Secondo la Commissione UE l’abolizione di Schengen costerebbe all’Europa tra i 5 e 18 miliardi di euro l’anno. Nelle previsioni economiche di primavera la Commissione propone una stima delle conseguenze che si avrebbero, per esempio, per il settore del trasporto delle merci: i costi, calcolati in base a ritardi da mezz'ora a due ore per i controlli alle frontiere, andrebbero da 1,7 miliardi fino a 7,5 miliardi all'anno. Per non parlare dei problemi per le merci deperibili, come i prodotti alimentari. La frutta che dal Portogallo arriva in Italia attraversando 2-3 Stati e perdendo ore per i controlli alle frontiere come arriverà nei nostri supermercati? Tra le variabili da considerare, infatti, ci sono anche i cambiamenti nei comportamenti, è prevedibile un riassetto del mercato interno, una riorganizzazione delle catene produttive, ma anche un impatto negativo sul settore del turismo.

Secondo la Commissione “l'industria del turismo potrebbe essere duramente colpita, in particolare da un calo dei turisti da fuori UE”, ma anche da una riduzione dei mini-viaggi interni per i cittadini membri dell’Unione. Ma a subire l’abolizione di Schengen sarebbero soprattutto i lavoratori transfrontalieri. Anche in questo caso la Commissione calcola i costi economici in termini di ritardi: stimando perdite di tempo da 7,5 minuti a mezz’ora per ogni accesso, i maggiori costi andrebbero da 1,3 miliardi fino a 5,2 miliardi di euro. A pesare sull’economia ci sarebbero anche gli oneri amministrativi della reintroduzione dei controlli, dal personale ai mezzi, stimati in un costo minimo di 600 milioni fino a 5,8 miliardo all’anno.

Secondo l’istituto per gli studi di politica internazionale, per esempio, l’impatto economico dell’abolizione di Schengen sarebbe ben più pesante. La stima parte dalla considerazione che quando venne istituito Schengen, il Fondo Monetario Internazionale calcolò che l’effetto positivo sull’economia europea sarebbe stato di 1-3 punti percentuali di PIL per ogni Paese: ad oggi ciò equivale a circa 30-90 miliardi di euro di scambi commerciali all’anno.
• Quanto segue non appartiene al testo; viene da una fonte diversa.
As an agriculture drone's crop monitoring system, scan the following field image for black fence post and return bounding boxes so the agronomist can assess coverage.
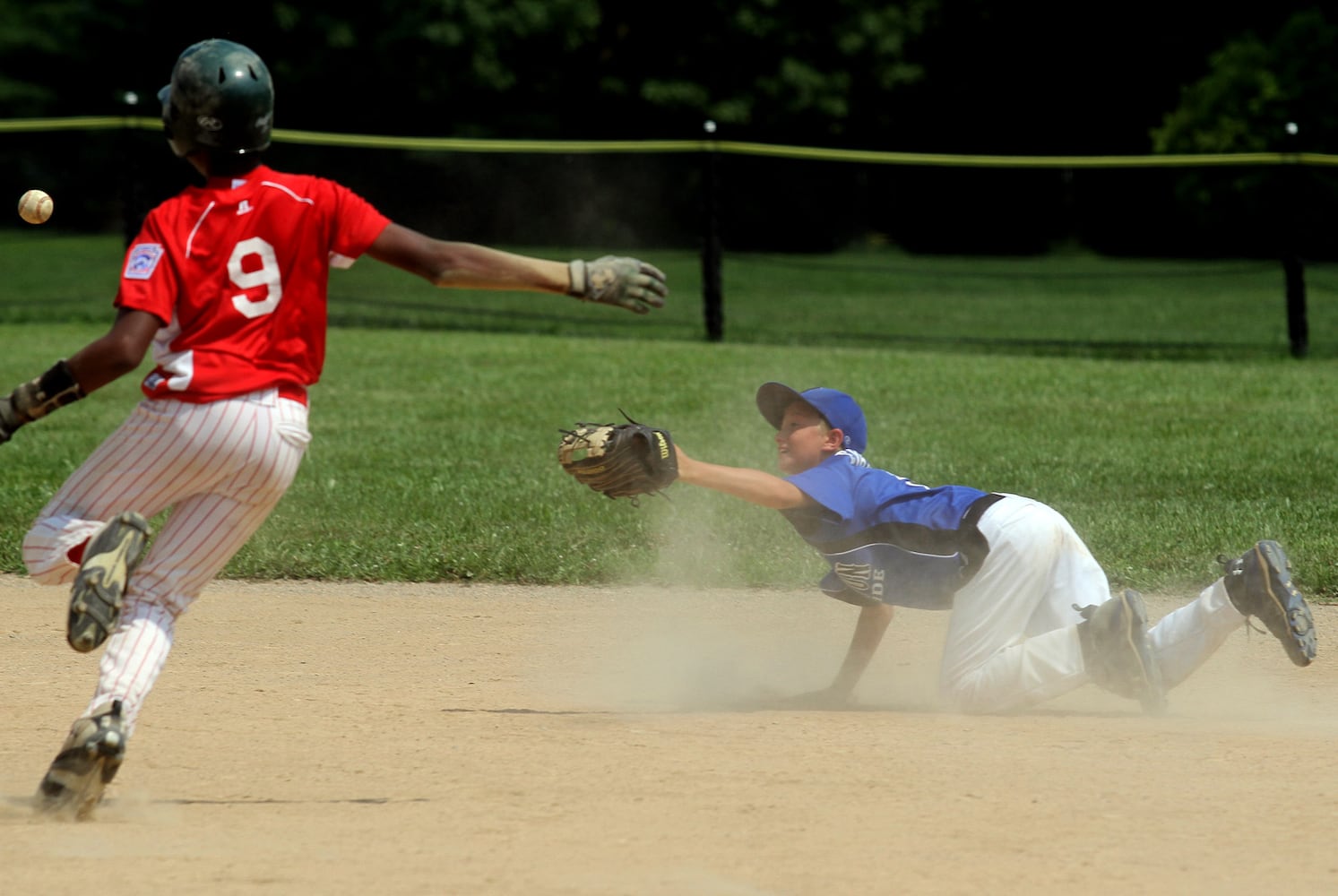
[701,120,725,342]
[1282,122,1310,358]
Secondo una stima di Morgan Stanley, invece, l’impatto dell’abolizione di Schengen sarebbe di circa 28 miliardi di euro. La banca d’investimento prevede che i maggior costi per i viaggi tra un Paese membro e l’altro (+5%) e i maggior disagi avranno un peso fino allo 0,2% del PIL dell’Unione Europea. I controlli alle frontiere che significano perdite di tempo e soldi potrebbero comportare una riduzione del 20% dei flussi commerciali tra i membri dell’UE.
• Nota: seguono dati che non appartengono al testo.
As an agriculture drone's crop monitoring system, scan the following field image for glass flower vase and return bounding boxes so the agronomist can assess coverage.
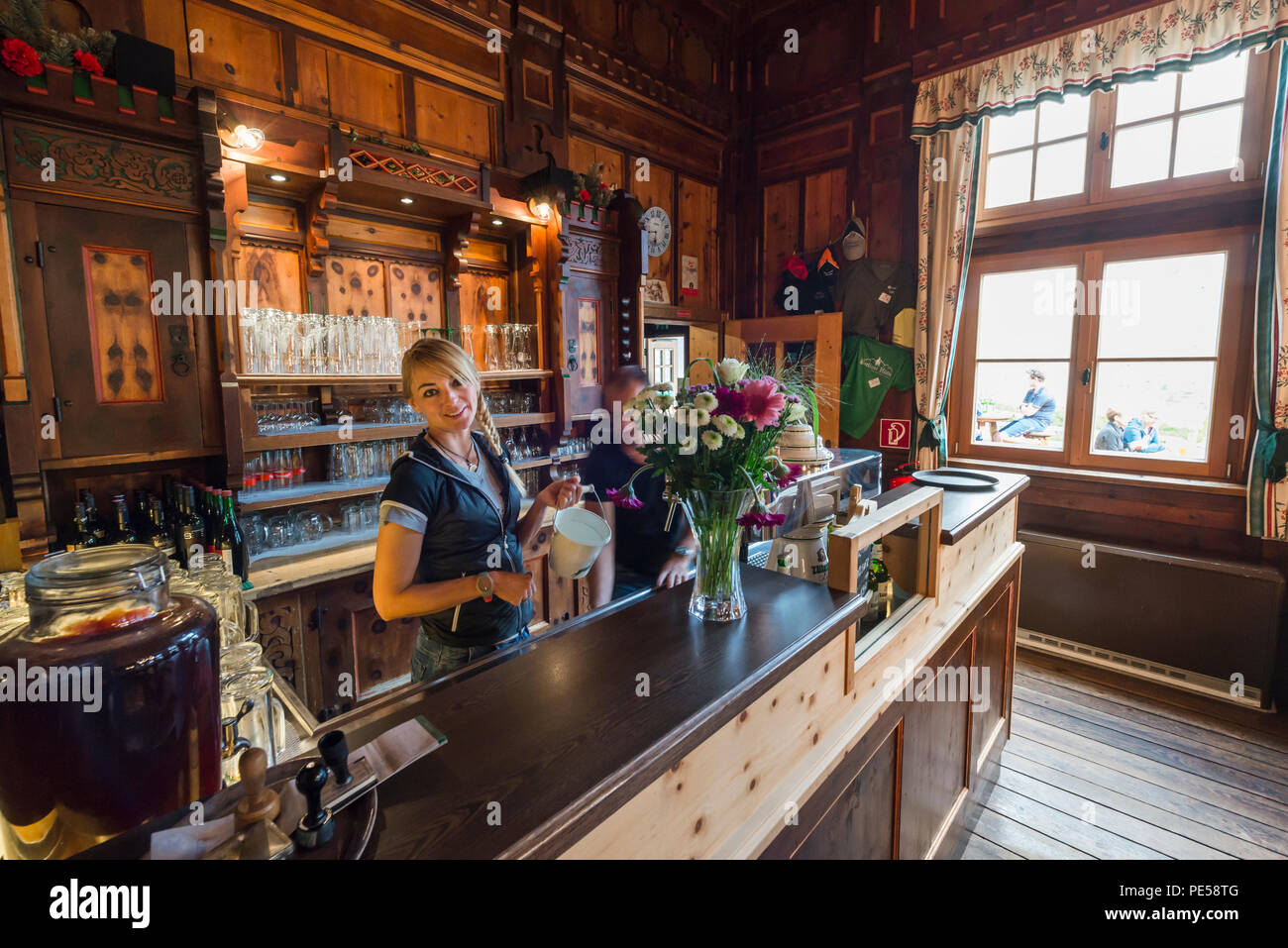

Secondo Strategie, un think-tank legato al governo francese, l’abolizione di Schengen potrebbe pesare, nei prossimi 10 anni, per 110 miliardi di euro complessivi, circa lo 0,8% della produzione economica totale dell'UE.
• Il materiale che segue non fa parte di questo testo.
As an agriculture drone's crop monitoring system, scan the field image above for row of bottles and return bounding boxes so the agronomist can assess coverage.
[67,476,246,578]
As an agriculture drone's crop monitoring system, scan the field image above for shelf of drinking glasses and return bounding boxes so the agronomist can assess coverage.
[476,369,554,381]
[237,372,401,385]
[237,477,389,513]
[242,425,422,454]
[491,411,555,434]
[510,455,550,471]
Insomma, queste stime confermano la complessità della materia e l’impossibilità di fare una previsione precisa e seria dell’impatto economico che l’abolizione di Schengen avrà sull’Unione. L’unica cosa certa è che le frontiere aperte, negli anni, hanno favorito lo scambio commerciale, le presenze turistiche, la condivisione di servizi e di competenze che hanno partecipato alla crescita economica e sociale dell’Europa. L’abolizione di Schengen avrebbe di certo un forte impatto economico per l’Europa, ma sarebbe anche un grosso passo indietro per la cultura e la solidità dell’Unione stessa.